At The Motley Fool, we poke plenty of fun at Wall Street analysts and their endless cycle of upgrades, downgrades, and "initiating coverage at neutral." Today, we'll show you whether those bigwigs actually know what they're talking about. To help, we've enlisted Motley Fool CAPS to track the long-term performance of Wall Street's best and worst.

Rambus wrecked
Alas, poor Rambus (Nasdaq: RMBS), we knew it well. A little over a month ago, fellow Fool Anders Bylund laid out the case for selling Rambus when the company lost yet another litigation battle, this time before the International Trade Commission. Less than a week ago, Rambus proved us right when its quarterly earnings report came up short of expectations.

That's actually the nice way of putting it. Even after signing a patent licensing agreement with NVIDIA (Nasdaq: NVDA), Rambus' Q1 loss was more than six times as big as the loss it posted a year ago, while revenues were basically flat. The company still hopes to reverse its slide by appealing court losses to companies such as Micron, Hynix, LSI, and STMicroelectronics. But as the saying goes, the wheels of justice turn slowly -- if justice is even on Rambus' side -- and investors are starting to lose patience.

In evidence of which, BWS Financial announced that it was removing its buy rating from the stock yesterday:

RMBS continues to find ways to disappoint investors. Even though new licensees have been signed, the Company has not been able to generate an increase in revenue. ... [The] Company tries to gain acceptance with other patents in the portfolio [but] it could take a longer period of time than we had first anticipated for RMBS's stock to regain lost ground.

But is BWS jumping the gun? Might it make sense to stick around perhaps just a bit longer and see whether Rambus can pull a rabbit out of its hat?

Depends on how much cash the rabbit brings with it
It depends. Absent a court-granted windfall, Rambus doesn't look like a terribly profitable company in its own right. There's the quarterly loss Rambus just reported, for one thing, and the fact that GAAP "profits" at this company have run negative in four of the past five years for another.
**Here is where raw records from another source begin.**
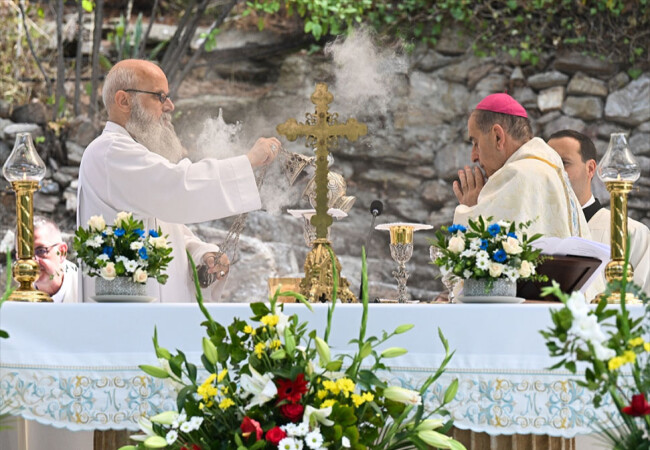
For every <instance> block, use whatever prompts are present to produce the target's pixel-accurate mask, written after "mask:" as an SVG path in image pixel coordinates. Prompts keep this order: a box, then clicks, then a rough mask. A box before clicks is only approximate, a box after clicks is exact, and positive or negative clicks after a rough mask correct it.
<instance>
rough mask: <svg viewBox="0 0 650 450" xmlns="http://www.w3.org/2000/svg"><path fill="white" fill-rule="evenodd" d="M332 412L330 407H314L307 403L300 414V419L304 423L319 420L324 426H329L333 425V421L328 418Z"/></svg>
mask: <svg viewBox="0 0 650 450" xmlns="http://www.w3.org/2000/svg"><path fill="white" fill-rule="evenodd" d="M330 414H332V407H331V406H328V407H327V408H321V409H316V408H314V407H313V406H309V405H307V407H306V408H305V413H304V414H303V416H302V421H303V422H306V423H311V421H312V420H313V421H314V423H315V422H319V423H321V424H323V425H325V426H326V427H331V426H332V425H334V422H332V421H331V420H329V419H328V417H329V415H330Z"/></svg>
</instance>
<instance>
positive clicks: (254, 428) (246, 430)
mask: <svg viewBox="0 0 650 450" xmlns="http://www.w3.org/2000/svg"><path fill="white" fill-rule="evenodd" d="M239 428H241V431H242V436H244V437H245V438H247V437H248V436H250V435H251V434H252V433H253V432H255V440H256V441H259V440H260V439H262V433H263V432H262V427H261V426H260V423H259V422H258V421H257V420H253V419H251V418H250V417H244V420H243V421H242V423H241V426H240V427H239Z"/></svg>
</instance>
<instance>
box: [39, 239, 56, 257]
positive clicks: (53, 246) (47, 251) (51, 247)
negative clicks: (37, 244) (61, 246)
mask: <svg viewBox="0 0 650 450" xmlns="http://www.w3.org/2000/svg"><path fill="white" fill-rule="evenodd" d="M61 244H62V243H61V242H58V243H56V244H52V245H50V246H49V247H36V248H35V249H34V256H36V257H38V258H45V257H46V256H47V255H48V253H50V250H52V249H53V248H54V247H58V246H59V245H61Z"/></svg>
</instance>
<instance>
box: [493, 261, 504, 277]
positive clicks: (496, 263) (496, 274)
mask: <svg viewBox="0 0 650 450" xmlns="http://www.w3.org/2000/svg"><path fill="white" fill-rule="evenodd" d="M502 273H503V264H500V263H496V262H493V263H490V276H491V277H492V278H499V277H500V276H501V274H502Z"/></svg>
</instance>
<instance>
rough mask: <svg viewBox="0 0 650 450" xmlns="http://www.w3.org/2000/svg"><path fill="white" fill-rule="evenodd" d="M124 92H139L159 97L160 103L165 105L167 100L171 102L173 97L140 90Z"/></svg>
mask: <svg viewBox="0 0 650 450" xmlns="http://www.w3.org/2000/svg"><path fill="white" fill-rule="evenodd" d="M124 92H138V93H140V94H151V95H155V96H156V97H158V101H159V102H160V103H165V102H166V101H167V100H169V101H171V97H170V96H169V95H167V94H163V93H162V92H151V91H141V90H140V89H124Z"/></svg>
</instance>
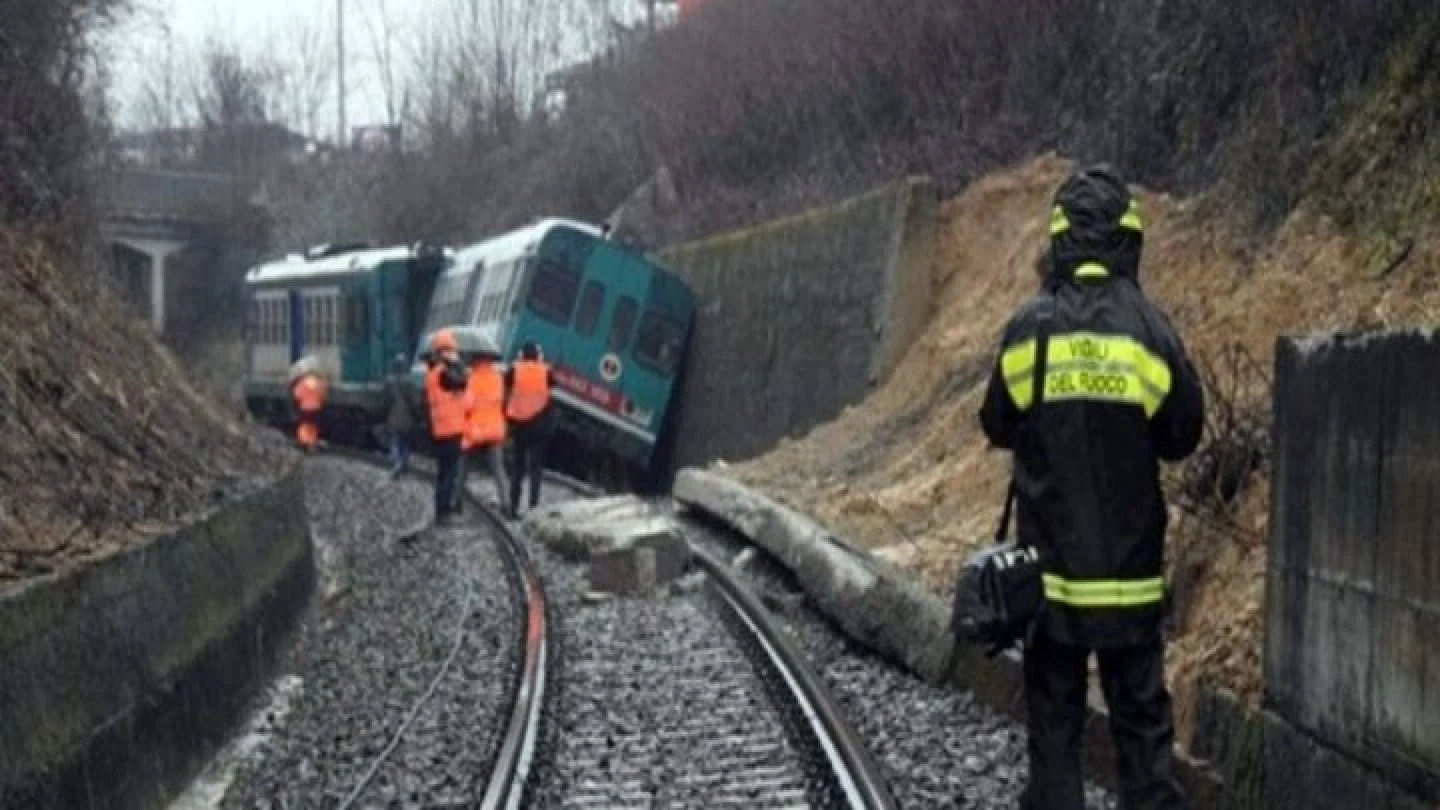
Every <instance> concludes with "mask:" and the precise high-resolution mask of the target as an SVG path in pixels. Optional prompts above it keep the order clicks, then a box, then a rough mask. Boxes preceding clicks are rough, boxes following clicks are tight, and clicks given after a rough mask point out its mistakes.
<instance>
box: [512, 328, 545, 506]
mask: <svg viewBox="0 0 1440 810" xmlns="http://www.w3.org/2000/svg"><path fill="white" fill-rule="evenodd" d="M553 386H554V370H552V369H550V365H549V363H546V362H544V353H543V352H541V350H540V346H537V344H534V343H528V342H527V343H526V344H524V346H521V347H520V359H518V360H516V363H514V365H513V366H511V368H510V370H507V372H505V388H507V389H508V391H510V399H508V402H505V418H507V419H510V432H511V435H514V437H516V467H514V470H513V473H511V476H510V512H511V513H514V515H518V513H520V493H521V490H524V479H527V477H528V479H530V509H534V507H536V506H537V504H539V503H540V479H541V477H543V474H544V451H546V448H547V445H549V444H550V437H552V432H553V428H554V424H553V419H552V417H550V412H552V408H550V389H552V388H553Z"/></svg>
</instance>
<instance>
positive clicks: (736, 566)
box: [730, 548, 756, 571]
mask: <svg viewBox="0 0 1440 810" xmlns="http://www.w3.org/2000/svg"><path fill="white" fill-rule="evenodd" d="M755 555H756V551H755V548H747V549H742V551H740V553H737V555H734V561H732V562H730V566H732V568H734V569H736V571H743V569H744V566H746V565H750V562H752V561H753V559H755Z"/></svg>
True, the picture looks a little better from a "cash profits" perspective. Rambus generated $34 million in positive free cash flow last year, and it's averaged close to that number ($29 million) annually over the past five years.

Worst case, therefore, I'd say Rambus is a $400 million enterprise selling for about 14 times annual cash production.

Foolish takeaway
That's not an unreasonable price if Rambus can generate decent, mid-teens growth going forward. The problem is that Wall Street estimates that the most we can expect out of Rambus over the next five years is about 10% annual growth -- and remember that in three of the past four quarters, Wall Street vastly overestimated the amount of profits Rambus would produce, so that "10%" number may be an optimistic assumption.

Long story short, I'd rather be short this company than long.